PKU-YuanGroup / LanguageBind

【ICLR 2024🔥】 Extending Video-Language Pretraining to N-modality by Language-based Semantic Alignment
https://arxiv.org/abs/2310.01852
MIT License
549 stars 44 forks source link

Seeing excessive GPU memory usage during inference #3

Closed abhimanyu891998 closed 7 months ago

abhimanyu891998 commented 7 months ago

Hi, Great work and thanks for open sourcing, I was trying your model on 150 video clips and audio clips, each clip is of length 5 seconds. Below is a screenshot of the code I am using. Here, the array, video_clips and audio_files are of size 150. During the embedding generation, the GPU consumes more than 8 GB of memory and the embedding generation stops. I tried the exact same sample with imageBind, but that seems to work fine during inference and embedding generation.

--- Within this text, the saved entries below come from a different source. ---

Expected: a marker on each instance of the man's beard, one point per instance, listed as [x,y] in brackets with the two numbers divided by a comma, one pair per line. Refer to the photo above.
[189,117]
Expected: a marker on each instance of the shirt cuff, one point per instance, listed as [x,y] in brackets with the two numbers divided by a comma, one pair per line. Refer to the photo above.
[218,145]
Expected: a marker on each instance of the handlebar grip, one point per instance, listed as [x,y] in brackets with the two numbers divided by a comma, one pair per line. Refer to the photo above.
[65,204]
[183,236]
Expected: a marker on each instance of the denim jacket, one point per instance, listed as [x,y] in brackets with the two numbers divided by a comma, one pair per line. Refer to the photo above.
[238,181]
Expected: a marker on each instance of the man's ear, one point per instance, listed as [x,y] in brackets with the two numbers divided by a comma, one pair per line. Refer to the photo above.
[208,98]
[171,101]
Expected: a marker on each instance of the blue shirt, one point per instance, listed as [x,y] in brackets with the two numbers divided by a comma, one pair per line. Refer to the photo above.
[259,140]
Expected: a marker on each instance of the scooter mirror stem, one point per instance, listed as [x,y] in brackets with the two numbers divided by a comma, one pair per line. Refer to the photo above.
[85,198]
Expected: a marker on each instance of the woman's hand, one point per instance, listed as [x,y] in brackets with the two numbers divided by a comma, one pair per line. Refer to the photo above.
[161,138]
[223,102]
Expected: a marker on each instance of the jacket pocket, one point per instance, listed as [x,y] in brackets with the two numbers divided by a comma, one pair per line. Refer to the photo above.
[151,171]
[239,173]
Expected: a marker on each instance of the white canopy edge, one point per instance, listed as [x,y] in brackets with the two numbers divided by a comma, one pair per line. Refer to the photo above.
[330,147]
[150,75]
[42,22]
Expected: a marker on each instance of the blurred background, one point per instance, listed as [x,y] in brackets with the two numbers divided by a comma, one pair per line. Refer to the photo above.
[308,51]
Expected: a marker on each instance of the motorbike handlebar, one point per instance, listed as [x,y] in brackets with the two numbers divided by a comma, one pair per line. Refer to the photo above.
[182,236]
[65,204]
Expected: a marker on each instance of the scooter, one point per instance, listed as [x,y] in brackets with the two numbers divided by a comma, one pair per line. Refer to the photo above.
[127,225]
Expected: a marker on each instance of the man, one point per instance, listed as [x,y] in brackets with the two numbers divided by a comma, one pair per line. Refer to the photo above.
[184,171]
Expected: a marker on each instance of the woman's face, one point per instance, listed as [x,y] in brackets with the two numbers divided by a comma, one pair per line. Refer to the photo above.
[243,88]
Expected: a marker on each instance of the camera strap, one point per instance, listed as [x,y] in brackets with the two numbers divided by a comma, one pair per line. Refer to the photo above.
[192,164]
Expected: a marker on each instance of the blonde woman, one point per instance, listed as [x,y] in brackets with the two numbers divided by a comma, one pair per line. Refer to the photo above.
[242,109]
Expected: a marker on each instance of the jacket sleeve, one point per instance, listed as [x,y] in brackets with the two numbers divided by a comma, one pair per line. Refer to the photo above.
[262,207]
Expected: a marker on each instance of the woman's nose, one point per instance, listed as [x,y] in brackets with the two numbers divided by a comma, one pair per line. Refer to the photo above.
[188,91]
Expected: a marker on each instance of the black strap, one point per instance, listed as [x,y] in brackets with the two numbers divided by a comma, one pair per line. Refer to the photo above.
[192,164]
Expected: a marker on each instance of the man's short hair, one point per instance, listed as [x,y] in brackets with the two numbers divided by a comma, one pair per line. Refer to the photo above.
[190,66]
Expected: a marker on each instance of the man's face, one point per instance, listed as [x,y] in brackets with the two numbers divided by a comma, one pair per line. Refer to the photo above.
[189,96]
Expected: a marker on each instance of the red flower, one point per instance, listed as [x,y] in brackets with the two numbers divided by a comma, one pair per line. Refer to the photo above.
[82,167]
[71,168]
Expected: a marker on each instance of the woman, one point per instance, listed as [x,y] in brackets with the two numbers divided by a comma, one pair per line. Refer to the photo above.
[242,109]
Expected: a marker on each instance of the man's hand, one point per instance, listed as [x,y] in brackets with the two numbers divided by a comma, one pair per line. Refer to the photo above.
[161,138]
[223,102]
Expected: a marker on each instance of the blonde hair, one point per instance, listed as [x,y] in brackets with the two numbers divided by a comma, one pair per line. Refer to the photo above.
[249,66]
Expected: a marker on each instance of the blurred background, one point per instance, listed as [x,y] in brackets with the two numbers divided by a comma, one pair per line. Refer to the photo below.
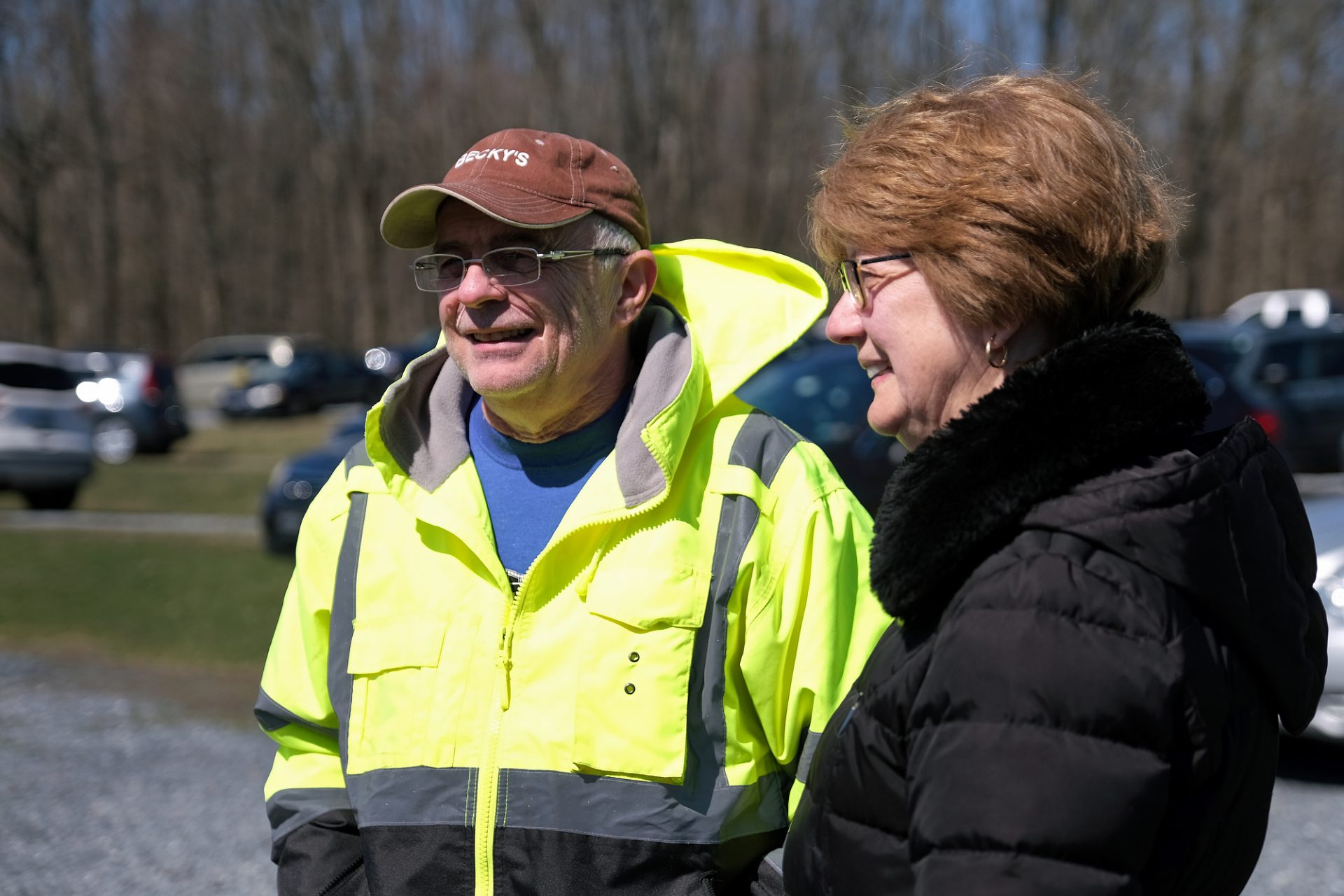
[197,308]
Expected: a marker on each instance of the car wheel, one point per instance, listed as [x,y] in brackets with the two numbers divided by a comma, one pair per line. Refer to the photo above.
[58,498]
[113,440]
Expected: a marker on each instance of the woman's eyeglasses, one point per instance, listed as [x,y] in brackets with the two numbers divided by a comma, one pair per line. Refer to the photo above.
[853,280]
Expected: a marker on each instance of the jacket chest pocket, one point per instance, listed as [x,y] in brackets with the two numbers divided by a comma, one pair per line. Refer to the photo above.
[403,680]
[635,679]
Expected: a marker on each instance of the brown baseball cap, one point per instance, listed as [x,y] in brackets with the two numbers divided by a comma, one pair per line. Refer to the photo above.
[531,179]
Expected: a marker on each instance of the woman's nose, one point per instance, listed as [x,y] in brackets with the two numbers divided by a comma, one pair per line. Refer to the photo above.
[844,324]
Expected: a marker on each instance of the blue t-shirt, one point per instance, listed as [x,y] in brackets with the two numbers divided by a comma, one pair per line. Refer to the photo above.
[530,485]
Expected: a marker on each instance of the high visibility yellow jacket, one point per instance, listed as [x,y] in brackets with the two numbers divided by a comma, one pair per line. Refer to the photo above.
[638,716]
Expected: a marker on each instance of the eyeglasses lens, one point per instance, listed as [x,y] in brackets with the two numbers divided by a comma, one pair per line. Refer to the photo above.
[508,265]
[512,265]
[853,285]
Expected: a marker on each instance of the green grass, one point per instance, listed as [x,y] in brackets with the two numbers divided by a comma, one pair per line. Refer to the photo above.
[216,470]
[204,601]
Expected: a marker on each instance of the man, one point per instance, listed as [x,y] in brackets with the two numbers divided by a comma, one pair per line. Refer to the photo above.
[570,618]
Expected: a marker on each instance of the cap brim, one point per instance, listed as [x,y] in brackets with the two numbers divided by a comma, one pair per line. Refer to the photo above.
[410,219]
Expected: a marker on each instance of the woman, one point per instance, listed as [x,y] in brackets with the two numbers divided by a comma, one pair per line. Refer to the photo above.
[1104,618]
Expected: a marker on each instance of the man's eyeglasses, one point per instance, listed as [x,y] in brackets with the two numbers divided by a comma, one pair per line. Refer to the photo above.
[511,265]
[853,280]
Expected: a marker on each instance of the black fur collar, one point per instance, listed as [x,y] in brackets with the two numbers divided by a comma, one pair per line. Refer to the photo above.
[1093,405]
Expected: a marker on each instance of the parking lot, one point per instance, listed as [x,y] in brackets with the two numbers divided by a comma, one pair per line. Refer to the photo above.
[111,785]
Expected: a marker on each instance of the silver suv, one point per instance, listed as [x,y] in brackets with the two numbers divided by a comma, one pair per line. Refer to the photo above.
[46,433]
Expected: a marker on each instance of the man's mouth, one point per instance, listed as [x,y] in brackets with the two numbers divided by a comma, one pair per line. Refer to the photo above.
[502,335]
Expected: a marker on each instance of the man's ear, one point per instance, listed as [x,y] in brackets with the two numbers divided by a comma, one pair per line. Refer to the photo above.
[641,272]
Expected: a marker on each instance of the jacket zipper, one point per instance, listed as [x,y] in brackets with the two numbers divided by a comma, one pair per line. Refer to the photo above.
[487,802]
[342,878]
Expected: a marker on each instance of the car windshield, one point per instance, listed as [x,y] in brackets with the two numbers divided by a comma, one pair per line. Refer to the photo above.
[820,393]
[1222,355]
[225,355]
[269,371]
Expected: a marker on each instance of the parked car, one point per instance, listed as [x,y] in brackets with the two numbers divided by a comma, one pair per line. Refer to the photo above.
[309,381]
[390,360]
[134,398]
[214,365]
[46,433]
[822,393]
[1327,517]
[1294,377]
[1226,399]
[296,480]
[1280,307]
[819,390]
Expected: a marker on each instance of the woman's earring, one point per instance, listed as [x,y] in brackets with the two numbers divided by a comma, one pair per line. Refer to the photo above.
[990,355]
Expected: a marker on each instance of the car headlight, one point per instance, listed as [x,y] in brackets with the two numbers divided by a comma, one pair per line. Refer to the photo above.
[298,489]
[1332,596]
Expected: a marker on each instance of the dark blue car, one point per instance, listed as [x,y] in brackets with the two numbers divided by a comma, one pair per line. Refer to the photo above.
[296,480]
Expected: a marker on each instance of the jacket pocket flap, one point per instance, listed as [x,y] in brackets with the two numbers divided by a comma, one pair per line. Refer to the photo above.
[651,598]
[398,643]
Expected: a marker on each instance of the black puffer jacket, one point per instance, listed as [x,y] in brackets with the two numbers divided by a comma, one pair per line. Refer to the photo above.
[1105,622]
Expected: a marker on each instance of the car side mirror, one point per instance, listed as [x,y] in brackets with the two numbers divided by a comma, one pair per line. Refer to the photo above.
[1275,375]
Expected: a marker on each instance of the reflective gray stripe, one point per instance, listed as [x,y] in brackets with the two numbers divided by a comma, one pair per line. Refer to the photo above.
[809,748]
[339,685]
[416,796]
[762,445]
[292,809]
[274,716]
[571,802]
[358,456]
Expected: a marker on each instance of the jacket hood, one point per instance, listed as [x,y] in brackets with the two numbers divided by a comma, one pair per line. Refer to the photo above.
[718,315]
[1097,440]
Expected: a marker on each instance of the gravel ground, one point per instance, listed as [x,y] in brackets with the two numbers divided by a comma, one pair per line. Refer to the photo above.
[101,793]
[106,793]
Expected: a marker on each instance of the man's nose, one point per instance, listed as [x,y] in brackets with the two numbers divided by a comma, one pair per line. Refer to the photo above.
[844,326]
[476,288]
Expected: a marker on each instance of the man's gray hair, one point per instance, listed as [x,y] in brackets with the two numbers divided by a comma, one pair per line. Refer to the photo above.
[608,234]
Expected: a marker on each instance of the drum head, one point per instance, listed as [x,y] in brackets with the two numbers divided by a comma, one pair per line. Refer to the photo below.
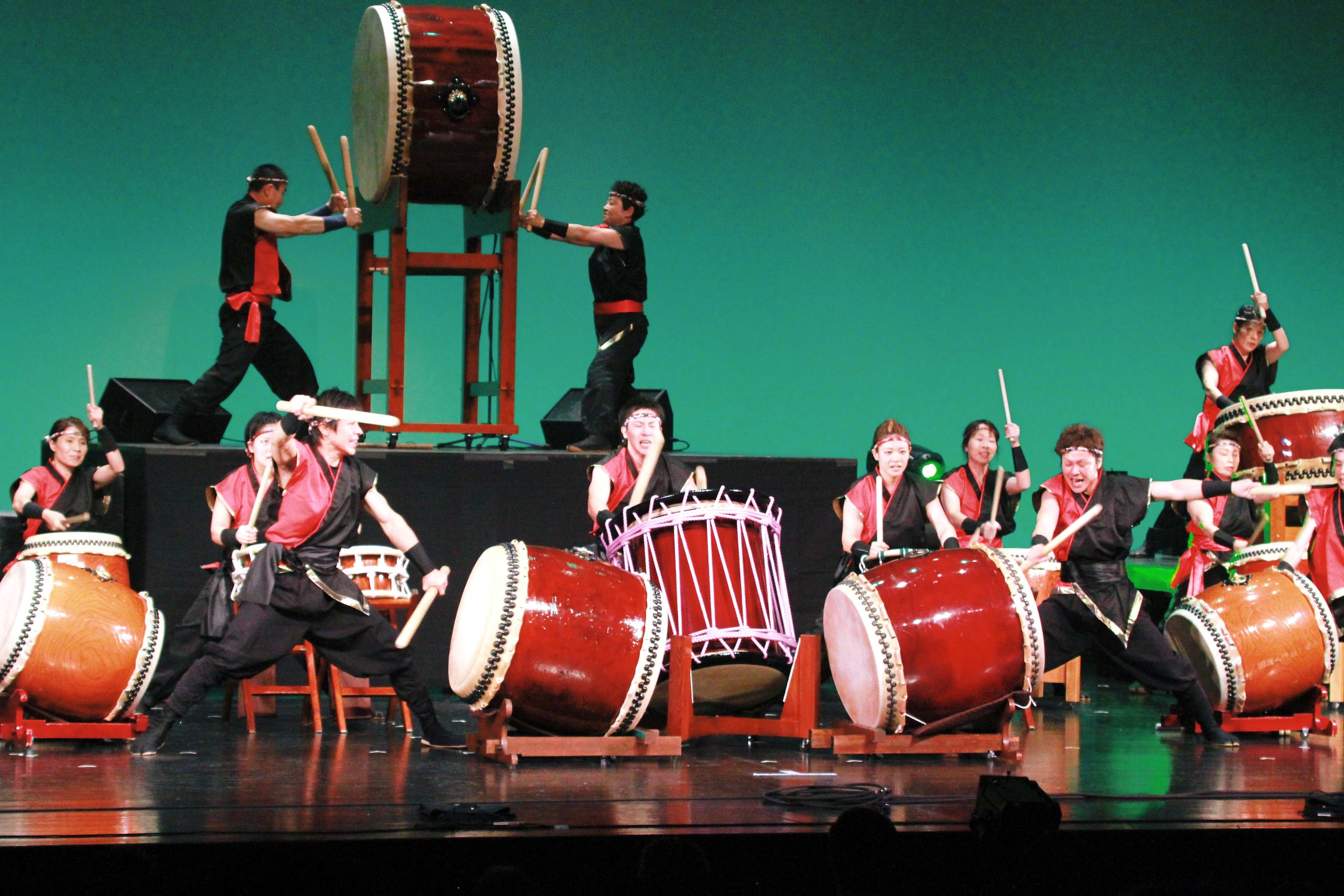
[381,98]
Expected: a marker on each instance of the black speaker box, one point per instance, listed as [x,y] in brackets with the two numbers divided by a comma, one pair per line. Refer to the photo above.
[564,424]
[135,409]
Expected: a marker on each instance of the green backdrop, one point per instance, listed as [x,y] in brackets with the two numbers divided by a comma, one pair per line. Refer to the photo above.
[857,210]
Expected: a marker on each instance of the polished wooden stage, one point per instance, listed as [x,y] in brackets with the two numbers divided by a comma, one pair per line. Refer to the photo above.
[220,798]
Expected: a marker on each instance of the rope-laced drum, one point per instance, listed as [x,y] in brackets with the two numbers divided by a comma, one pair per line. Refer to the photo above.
[1257,645]
[928,639]
[84,648]
[1299,425]
[574,644]
[100,553]
[437,97]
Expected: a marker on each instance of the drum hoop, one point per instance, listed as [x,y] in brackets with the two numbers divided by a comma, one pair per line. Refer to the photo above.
[1230,659]
[47,543]
[652,648]
[1324,618]
[29,623]
[1283,404]
[510,93]
[1029,617]
[507,629]
[147,662]
[882,636]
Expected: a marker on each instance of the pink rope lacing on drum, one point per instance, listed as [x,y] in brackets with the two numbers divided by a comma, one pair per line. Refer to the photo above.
[777,616]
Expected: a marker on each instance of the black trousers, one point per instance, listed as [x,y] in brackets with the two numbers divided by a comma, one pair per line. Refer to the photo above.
[277,357]
[1168,534]
[612,373]
[1070,628]
[260,635]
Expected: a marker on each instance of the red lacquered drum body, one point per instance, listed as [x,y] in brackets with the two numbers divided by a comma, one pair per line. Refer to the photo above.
[99,553]
[1299,425]
[574,644]
[932,637]
[437,97]
[84,648]
[1257,645]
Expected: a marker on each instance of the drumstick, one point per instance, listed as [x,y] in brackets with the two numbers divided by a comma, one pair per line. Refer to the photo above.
[1068,534]
[350,175]
[322,158]
[345,414]
[417,617]
[1004,390]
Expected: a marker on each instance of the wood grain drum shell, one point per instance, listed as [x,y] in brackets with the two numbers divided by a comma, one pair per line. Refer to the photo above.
[437,97]
[82,648]
[574,644]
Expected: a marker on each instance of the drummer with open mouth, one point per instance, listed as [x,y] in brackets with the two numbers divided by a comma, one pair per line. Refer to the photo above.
[1097,604]
[64,494]
[912,515]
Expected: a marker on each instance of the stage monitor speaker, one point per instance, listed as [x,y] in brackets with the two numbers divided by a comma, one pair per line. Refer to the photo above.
[564,424]
[133,409]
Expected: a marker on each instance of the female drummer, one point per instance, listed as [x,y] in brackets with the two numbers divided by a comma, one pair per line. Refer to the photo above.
[1102,608]
[1222,524]
[964,490]
[61,495]
[912,516]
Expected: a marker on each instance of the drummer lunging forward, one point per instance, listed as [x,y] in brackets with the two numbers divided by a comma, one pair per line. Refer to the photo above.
[968,492]
[912,516]
[295,588]
[1222,524]
[620,288]
[1242,369]
[1323,535]
[612,480]
[62,495]
[230,507]
[1097,604]
[252,277]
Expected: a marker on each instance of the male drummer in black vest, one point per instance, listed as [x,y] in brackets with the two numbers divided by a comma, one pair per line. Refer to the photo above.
[620,288]
[252,277]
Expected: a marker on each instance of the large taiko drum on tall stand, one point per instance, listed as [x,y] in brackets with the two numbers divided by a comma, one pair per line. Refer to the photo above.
[1299,425]
[574,644]
[100,553]
[924,640]
[437,97]
[84,648]
[1258,645]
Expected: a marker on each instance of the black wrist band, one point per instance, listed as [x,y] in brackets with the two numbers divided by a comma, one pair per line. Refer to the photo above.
[420,558]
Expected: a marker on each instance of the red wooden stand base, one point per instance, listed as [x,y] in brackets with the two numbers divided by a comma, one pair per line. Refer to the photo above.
[847,738]
[802,699]
[1308,722]
[492,741]
[21,730]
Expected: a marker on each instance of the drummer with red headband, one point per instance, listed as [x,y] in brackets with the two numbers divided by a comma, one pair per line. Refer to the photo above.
[1097,605]
[62,495]
[1323,536]
[612,480]
[1222,524]
[230,506]
[1244,369]
[912,516]
[968,492]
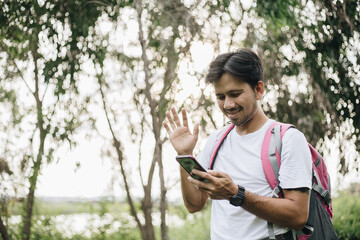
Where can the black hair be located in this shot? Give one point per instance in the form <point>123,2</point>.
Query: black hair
<point>242,64</point>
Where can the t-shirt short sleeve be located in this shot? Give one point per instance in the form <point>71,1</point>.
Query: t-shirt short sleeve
<point>204,156</point>
<point>296,164</point>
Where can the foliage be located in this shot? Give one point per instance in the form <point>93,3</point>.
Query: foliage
<point>196,226</point>
<point>314,43</point>
<point>43,45</point>
<point>347,214</point>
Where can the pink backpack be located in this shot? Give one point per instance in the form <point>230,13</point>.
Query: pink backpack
<point>319,224</point>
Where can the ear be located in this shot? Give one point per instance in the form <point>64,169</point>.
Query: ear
<point>259,90</point>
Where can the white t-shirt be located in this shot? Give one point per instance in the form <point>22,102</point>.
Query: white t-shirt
<point>239,157</point>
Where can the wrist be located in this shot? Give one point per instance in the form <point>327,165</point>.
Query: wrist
<point>184,153</point>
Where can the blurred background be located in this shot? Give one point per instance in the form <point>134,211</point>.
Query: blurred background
<point>84,87</point>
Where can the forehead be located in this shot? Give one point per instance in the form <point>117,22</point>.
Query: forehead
<point>228,83</point>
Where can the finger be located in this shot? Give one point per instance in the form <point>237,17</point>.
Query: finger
<point>176,117</point>
<point>217,174</point>
<point>168,116</point>
<point>196,131</point>
<point>197,183</point>
<point>166,126</point>
<point>202,174</point>
<point>185,121</point>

Any idea if I am doing something wrong?

device = 'cuda:0'
device = torch.device(device)
clip_type = ('video', 'audio')
model = LanguageBind(clip_type=clip_type)
model = model.to(device)
model.eval()
pretrained_ckpt = f'lb203/LanguageBind_Video'

tokenizer = LanguageBindVideoTokenizer.from_pretrained(pretrained_ckpt, cache_dir='./cache_dir/tokenizer_cache_dir')
modality_transform = {c: transform_dict[c](model.modality_config[c]) for c in clip_type}

inputs = {
    'video': to_device(modality_transform['video'](video_clips), device),
    'audio': to_device(modality_transform['audio'](audio_files), device),
}

inputs['language'] = to_device(tokenizer(transcriptions_list, max_length=77, padding='max_length',
                                         truncation=True, return_tensors='pt'), device)

with torch.no_grad():
    embeddings = model(inputs)
LinB203 commented 7 months ago

Sorry for the late reply, we have been training a stronger AUDIO model for the last few days and have now updated.

It seems you have a batch size of 150, which is too big for 8GB. You could try entering 2-4 samples at a time. If you want to compute the similarity matrix on 150 samples, then you should feed those samples into the model in batches and stack their feature at the end.

abhimanyu891998 commented 7 months ago

thank you! That helped, will try out the new audio model too!